The key, he said, is to translate the success of social media from the consumer market to the enterprise.
To do that, Salesforce.com has added a social component on top of its cloud CRM products to offer new platforms for internal workforce communication, staff performance review and motivation (courtesy of Rypple), social media monitoring (by way of Radian6), marketing and customer service.
Although Salesforce.com has spent years hammering home the fact that it’s a subscription-based provider of enterprise services in the cloud (its logo still features the company’s name inside of a cloud graphic), the word “cloud” was barely uttered during the two-hour keynote, replaced instead by the term “social” at almost every turn.
With the hype around cloud quieter than it was a year ago, and concerns about privacy, security, outages and regulatory compliance still swirling around the cloud, Salesforce.com seemed intent on rebranding itself as the enterprise provider of all things social at the Toronto event.
Salesforce.com treats the Canadian market as part of its North American channel program.
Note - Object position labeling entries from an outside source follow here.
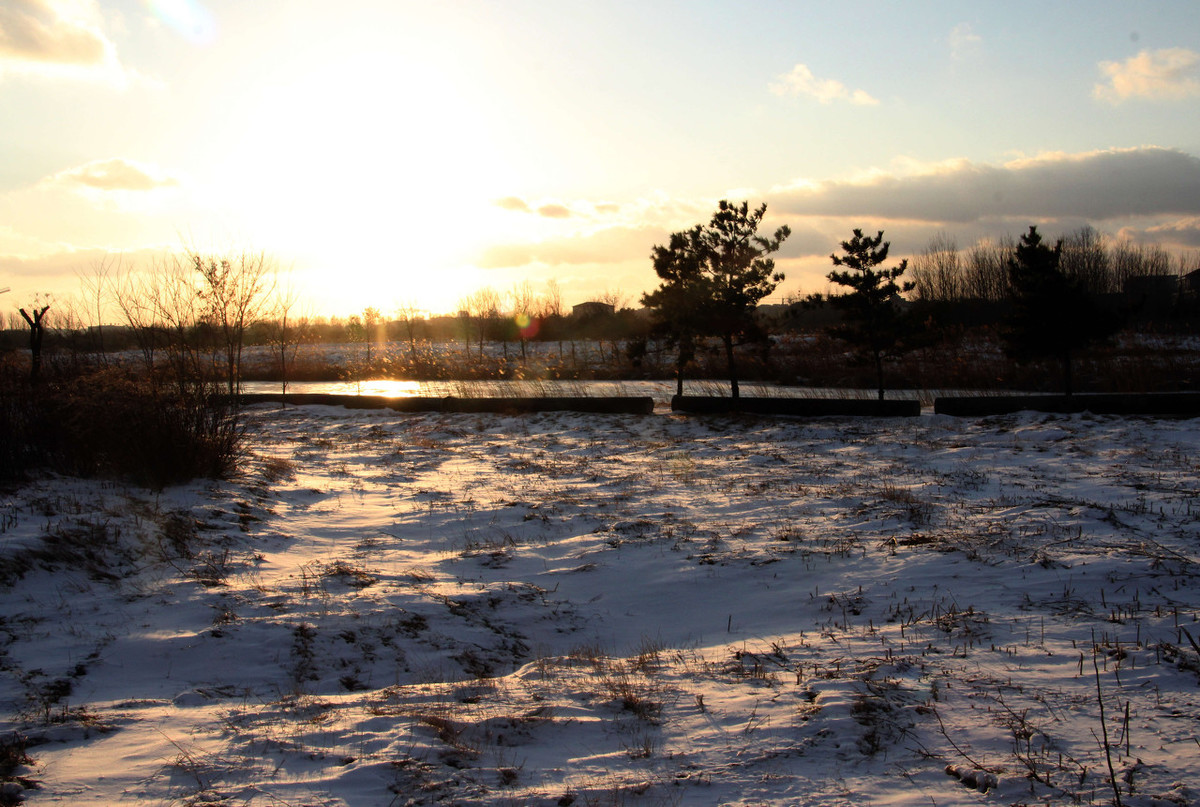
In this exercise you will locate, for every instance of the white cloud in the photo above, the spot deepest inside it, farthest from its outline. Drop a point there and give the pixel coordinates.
(964, 41)
(1170, 75)
(59, 39)
(1096, 185)
(117, 174)
(826, 90)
In an interview following the keynote, Salesforce.com’s Canadian marketing vice-president Renny Monaghan said one of the key components of the company’s channel strategy is to partner with experts and consultants from sectors outside the IT realm, such as sales, customer service and social marketing.
One recent example is a deal unveiled in February with U.S. investment industry giant Charles Schwab. It teamed up with Salesforce.com to develop two integrated office and CRM solutions for independent investment advisors.
Another major channel stream involves allowing third party developers to build their own apps onto existing Salesforce.com platforms, as with its Force.com offering.
“From a channel perspective, it’s very important that the platform be open (to outside developers),” Monaghan said.
A cornerstone of that model is Salesforce.com’s online app marketplace called AppExhchange. Once developers have built their own app based on the Salesforce.com platform, they can market it to Salesforce.com’s customer base through AppExchange. It can also be used to find and license any app based on the Salesforce.com platform, plus hire a developer or consultant from among those partnered with Salesforce.com.